I think hacking GCC/LLVM can be pretty challenging, but hey they are real, production-grade compilers and not just typical academic projects.
Try Andrew Appel's "Modern Compiler implementation in Java/C/ML" or Writing a C Compiler (https://norasandler.com/book) which is much more recent.
Eventually, you'd want to hack GCC/LLVM because they are production-grade compilers.
For learning deeper about other advanced topics there is:
https://www.cs.cornell.edu/courses/cs6120/2025fa/
and
https://mcyoung.xyz/2025/10/21/ssa-1/
So maybe writing a compiler with exactly one FE (for a simple language) and one BE (for a simple architecture), with say 80% of the optimizations could be a doable project.
(1) We should define what we mean by that, because there are thousands of front-ends and back-ends.

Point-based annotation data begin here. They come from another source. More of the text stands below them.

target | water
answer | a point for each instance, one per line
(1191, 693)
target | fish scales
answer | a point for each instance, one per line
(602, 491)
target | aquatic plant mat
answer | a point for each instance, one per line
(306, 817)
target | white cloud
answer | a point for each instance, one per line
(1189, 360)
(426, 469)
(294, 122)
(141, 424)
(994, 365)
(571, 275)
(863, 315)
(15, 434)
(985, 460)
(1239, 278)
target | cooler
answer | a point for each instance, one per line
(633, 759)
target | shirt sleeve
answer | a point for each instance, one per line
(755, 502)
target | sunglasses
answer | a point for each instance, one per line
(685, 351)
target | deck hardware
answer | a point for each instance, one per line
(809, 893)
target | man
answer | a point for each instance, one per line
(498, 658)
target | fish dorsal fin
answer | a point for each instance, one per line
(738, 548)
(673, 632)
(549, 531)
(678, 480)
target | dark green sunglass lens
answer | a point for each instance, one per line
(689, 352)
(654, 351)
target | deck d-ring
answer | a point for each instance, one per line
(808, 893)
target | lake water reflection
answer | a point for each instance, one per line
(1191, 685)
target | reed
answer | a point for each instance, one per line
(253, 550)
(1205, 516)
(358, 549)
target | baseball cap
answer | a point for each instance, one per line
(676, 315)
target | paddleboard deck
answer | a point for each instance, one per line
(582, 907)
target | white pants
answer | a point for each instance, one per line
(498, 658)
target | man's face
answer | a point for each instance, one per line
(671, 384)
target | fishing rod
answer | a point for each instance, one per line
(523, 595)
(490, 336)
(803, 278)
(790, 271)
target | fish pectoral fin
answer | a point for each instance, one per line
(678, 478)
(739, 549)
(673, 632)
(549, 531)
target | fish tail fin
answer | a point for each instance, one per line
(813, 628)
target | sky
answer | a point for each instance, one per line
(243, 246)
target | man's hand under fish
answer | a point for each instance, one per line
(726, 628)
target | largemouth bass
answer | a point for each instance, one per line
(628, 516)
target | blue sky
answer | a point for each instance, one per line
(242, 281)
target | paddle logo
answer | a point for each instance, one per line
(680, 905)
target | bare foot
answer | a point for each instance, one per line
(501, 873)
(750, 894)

> Modern Compiler Implementation by Andrew W. Appel
It comes in three flavors C, ML (Meta Language), and Java
https://www.cs.princeton.edu/~appel/modern/
Writing a compiler in Standard ML is as natural as writing a grammar and denotational semantics.
Compiler writing is becoming an extinct art.
Are you sure it’s an extinct art though? LLVM is flourishing, many interesting IRs come to life like MLIR, many ML-adjacent projects build their own compilers (PyTorch, Mojo, tinygrad), many big tech like Intel, AMD, Nvidia, Apple and others contribute to multiple different compilers, projects integrate one to another at different levels of abstraction (PyTorch -> Triton -> CUDA) - there is a lot of compilation going on from one language to another
Not to mention many languages in a mainstream that weren’t that popular 10 years ago - think Rust, Zig, Go
cooking is an art. software is engineering. no one would say "building skyscrapers as an art is dying".
Ironically, now with modern Java you can that much easier than the approach done in the Java variant back in 1997.
For more modern folks, one can use the ML version as inspiration for doing the book exercises in OCaml, Haskell, F# or Rust.
Writing compilers for a living, and CS research is a niche domain, not something I would consider an extinct art.
Do you distinguish between writing a compiler and writing an optimizing compiler, and if so, how is writing an optimizing compiler an extinct art?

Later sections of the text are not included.